As a society, we can’t and shouldn’t stop looking towards the future, and the world that subsequent generations will create. They will bear the weight of the large-scale decisions and preparations that will keep society functioning when we retire. The children of today are the adults of tomorrow.

Therefore, it’s normal to worry about the way we’re raising our children. The world changes and so do the norms that we impose on them. Just like their toys, interests, concerns, and aspirations, the way we raise our children evolves with each passing generation.

For example, we’ve stopped believing that physical punishment is an appropriate form of discipline, thus ending classroom violence. We´ve done this by providing teachers with other disciplinary methods that display their authority and  replace the violence of being hit with a ruler, which has allowed the balance of power to shift in favor of the students. They are ignorant simply by virtue of being children, and now they have too much power.

rainbow cloud

What do we want for our children?

Not long ago, as I was browsing the Internet, I came upon a photo of a plaza, of which their are many in Spain.

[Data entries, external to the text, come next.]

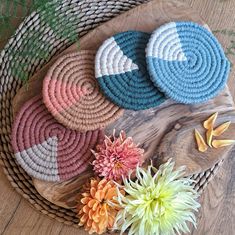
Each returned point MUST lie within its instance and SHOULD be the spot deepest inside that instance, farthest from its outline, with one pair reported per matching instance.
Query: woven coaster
(186, 62)
(120, 68)
(47, 150)
(71, 93)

It wasn’t especially beautiful, and the photo wasn’t taken by a professional photographer. It seemed more like it was taken quickly, almost by accident.

The interesting thing about the photo was that it transcended the instant that was captured. There were a bunch of “prohibited” signs posted on a few of the lampposts. One above the other. The first one prohibited playing with balls, the second prohibited bicycles, and the third prohibited roller blades. I wondered why they didn’t just directly prohibit children. Maybe that way they wouldn’t have to keep adding more prohibited items to the list. This would be more comfortable and more economic, too.

The first one prohibited playing with balls, the second prohibited bicycles, and the third prohibited roller blades.

A short time after, I was the direct witness of another scene. Late afternoon. Father and mother taking a relaxed walk, pushing a calm child in a stroller. Suddenly, the child started to cry, the way children do (and the way we did when we were young, although we don’t remember it now). The parents’ strategy was clear – the father took his phone out of his pocket, and the child took it almost as if he expected it, and calmed down.

I thought to myself, “if he had made him put a bar of soap in the child’s mouth, or given him or what we used to call a “good smack,” the same thing would have happened.” The child would have gone from the upset to passive state and stopped disturbing the parents’ peace. The thing is, children can be adorable, but also really annoying and restless. They can test the patience of even the calmest adult.

boy and fox

What we want takes patience

Why did I bring up these two situations? Because it puts what we want right now in contrast with what we want for the future. We would like our children to be creative, but the instruction they receive in school rewards those who spit back out what the teacher tells them. We want our children to be healthy, but it gets on our nerves when they play in the puddles on a rainy day. We want our children to be curious, but we don’t make an effort to answer their questions. But for them to be the kind of children that we want, we need to put in effort.

It’s bad when children aren’t hatching some sort of plan in their free time. It’s bad when children don’t want to play with their parents and prefer to leave them in peace when they get home. It’s bad when children don’t look at the rain or snow with wonder and don’t want to play with it. Comfortable is bad. Making them eat soap, shouting at them, and hitting them is bad. It’s bad that we prohibit them from playing in plazas instead of using that space to teach them about respect and how to share with others. It’s bad that the neighbor who complains about everything can’t deal with the most minor annoyance.

Children need discipline and limits, but most of all, they need our patience and understanding. That’s why we’re the ones who think and they’re the ones who play, or at least, should play.